Since the club last won the Premier League in 2003-04, they have been in the top two on 1 February in three different seasons, but in none of those campaigns did they improve their position during those months, falling down the table in two.
Little to argue with there. In three seasons since winning the Prem in 2004, then, we’ve been in first place on 1 February only to fall down the table each time. In 2004-05, for example, we were in second place, ten points behind Chelsea but finished in second, 12 points behind them. In other words, the gap only grew two points. How that counts as faltering, especially in a season that Chelsea set a new record for points in a season, is perhaps lost on me.
The story is a bit starker in 2007-08, when we went from being level on 57 points with Man U on 1 February only to fall to third, four points behind them (87-83). In the span of time that Man U used to take 30 points, we could only manage 26, so yes, we did stumble, a fact accentuated by Chelsea slipping ahead of us at 85 points. Stuck in there somewhere, of course, was a horrifying leg-break to Eduardo that did more than deprive us of a key player; it arguably sapped morale at a key point in the season.
The last case-study for which there is complete data is then 2010-11, which saw us five points behind Man U (51-46) on that first day of February, and falling to fourth—12 points back of Man U and behind Chelsea and Man City to boot. This, in my book, is the only one that counts as truly faltering. This is the only season in which the margin truly grew and that seemed to grow as a result of our own frailties such as when we drew with Newcastle after being 4-0 or lost shockers such as the league cup to Birimingham (which has no bearing on the Prem, of course, but highlights how inconsistent we were).

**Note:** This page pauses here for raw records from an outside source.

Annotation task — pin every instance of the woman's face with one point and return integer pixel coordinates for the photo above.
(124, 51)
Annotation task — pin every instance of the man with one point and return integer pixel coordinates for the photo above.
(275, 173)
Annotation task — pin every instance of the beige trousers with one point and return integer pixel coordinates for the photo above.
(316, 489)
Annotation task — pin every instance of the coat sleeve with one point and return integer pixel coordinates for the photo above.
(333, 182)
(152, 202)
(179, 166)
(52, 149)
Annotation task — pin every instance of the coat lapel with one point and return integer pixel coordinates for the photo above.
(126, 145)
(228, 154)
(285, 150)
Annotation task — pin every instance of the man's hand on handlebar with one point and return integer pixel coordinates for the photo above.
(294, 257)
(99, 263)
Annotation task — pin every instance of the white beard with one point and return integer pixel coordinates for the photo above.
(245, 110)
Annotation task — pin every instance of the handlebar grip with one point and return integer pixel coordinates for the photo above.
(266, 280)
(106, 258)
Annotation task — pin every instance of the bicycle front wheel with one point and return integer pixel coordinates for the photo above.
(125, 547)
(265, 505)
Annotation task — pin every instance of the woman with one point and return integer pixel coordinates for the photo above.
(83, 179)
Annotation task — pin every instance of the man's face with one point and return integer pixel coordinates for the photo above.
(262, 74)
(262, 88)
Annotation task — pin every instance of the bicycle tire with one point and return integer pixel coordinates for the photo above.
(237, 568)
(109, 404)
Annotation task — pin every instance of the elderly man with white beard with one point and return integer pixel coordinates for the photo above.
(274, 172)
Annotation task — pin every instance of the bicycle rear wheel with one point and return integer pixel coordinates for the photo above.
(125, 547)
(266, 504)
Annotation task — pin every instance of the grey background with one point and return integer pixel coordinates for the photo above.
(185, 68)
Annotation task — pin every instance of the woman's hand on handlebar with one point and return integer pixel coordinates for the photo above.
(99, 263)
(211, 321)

Yes, as Homer reminds us,”you can come up with statistics to prove anything. Forty percent of all people know that.” In other words, yes, on the face of it, Arsenal seems to falter in February and March. That sounds grim. Look at it another way—despite facing better-financed clubs, despite losing key players to transfers and injuries—we sustain title-challenges for far longer than we perhaps have a right to do. So we falter in March? How many matches remain, Independent, when this swoon sinks us? Ten? Twelve? In each instance proffered, a case can be made that we held out longer than almost anyone else. No, we didn’t succeed, and yes, we couldn’t match point-for-point with Man U or Chelsea over the long run. That’s not the marvel. The marvel lies in how long we held on against squads that were far superior to us. There’s no trophy for that kind of persistence; indeed, many critics, among them quite a few Gooners, prefer to dub it failure.
The narrative is a bit harder to shake, especially given how the script seems to be writing itself yet again this year. We’re a club in transition and have been for a few seasons now while our rivals seem immune to transitions as they simply reload year after year by signing key players time and again—some from us, some out from under us. Yeah, I’m clinging a bit stubbornly to scraps of pride while eyeing enviously the trophies that others are polishing, but I refuse to accept the facile “analysis” that paints as as forlorn and inept losers doomed to repeat the past. This may not be our year to rewrite that script, but it’s too early to suggest that the writing is on the wall, the ink is dried, or whatever other metaphor is needed.
Ten matches. Thirty points. There’s still time. It might take a minor miracle, but stranger things have happened.